From the EO reactor study, it could be seen that the copper plating on the graphite substrate could significantly increase the treatment efficiency by 55%, 62.4%, and 54.7% for TSS, COD, and O&G, respectively in synthetic wastewater. Therefore, copper-plated graphite could be suggested as an economical alternative to be used as anodes for the EO process.

The suitability of aluminium electrodes for the EC process is verified through the results observed in the experiments. EC reactor alone could remove the TSS by 80.8%, COD by 97%, and O&G by 100% in synthetic wastewater. However, combining both EC and EO processes could enhance all the targeted pollutants’ treatment efficiency and extents below the CEA maximum permissible limits. The combined reactor could remove TSS and O&G entirely and COD to > 99% from the actual service station wastewater. Hence the developed combined reactor could be suggested as an economical and efficient method of treating service station wastewater.
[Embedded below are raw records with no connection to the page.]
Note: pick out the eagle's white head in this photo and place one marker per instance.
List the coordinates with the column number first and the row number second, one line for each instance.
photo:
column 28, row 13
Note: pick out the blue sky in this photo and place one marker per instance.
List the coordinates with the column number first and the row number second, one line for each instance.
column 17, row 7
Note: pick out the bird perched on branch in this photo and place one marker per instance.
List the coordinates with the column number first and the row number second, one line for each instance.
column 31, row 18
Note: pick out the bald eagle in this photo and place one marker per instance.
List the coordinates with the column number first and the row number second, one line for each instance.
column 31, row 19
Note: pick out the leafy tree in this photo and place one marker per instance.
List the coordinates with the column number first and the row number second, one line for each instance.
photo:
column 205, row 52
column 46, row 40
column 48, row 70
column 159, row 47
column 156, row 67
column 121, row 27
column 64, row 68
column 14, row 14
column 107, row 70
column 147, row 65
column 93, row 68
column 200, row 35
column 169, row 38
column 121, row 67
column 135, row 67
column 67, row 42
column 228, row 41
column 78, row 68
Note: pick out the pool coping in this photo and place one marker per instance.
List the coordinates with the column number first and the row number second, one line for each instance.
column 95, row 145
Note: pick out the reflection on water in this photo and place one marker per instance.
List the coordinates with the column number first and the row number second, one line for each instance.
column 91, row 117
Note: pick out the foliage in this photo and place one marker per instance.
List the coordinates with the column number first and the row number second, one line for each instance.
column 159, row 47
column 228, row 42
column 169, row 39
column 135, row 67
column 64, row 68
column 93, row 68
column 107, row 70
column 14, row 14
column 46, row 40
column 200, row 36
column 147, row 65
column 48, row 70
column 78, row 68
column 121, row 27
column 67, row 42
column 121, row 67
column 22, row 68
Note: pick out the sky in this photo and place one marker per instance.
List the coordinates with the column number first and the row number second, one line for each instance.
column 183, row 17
The optimum operating conditions decided through the experiments were 60 min of reaction time with 20 mA/cm2 anodic current density. Increasing reaction time and current density may decrease treatment efficiency. However, it could be observed that the pH of the treated samples was in the alkaline range. Therefore, pH adjustment is recommended prior to the discharge of the effluent. Further optimisation of the operating conditions, development of a single anode to support both EC and EO processes, improving the reactor for continuous flow scenario, and further studies of leaching chemicals to the effluents could be recommended for future studies.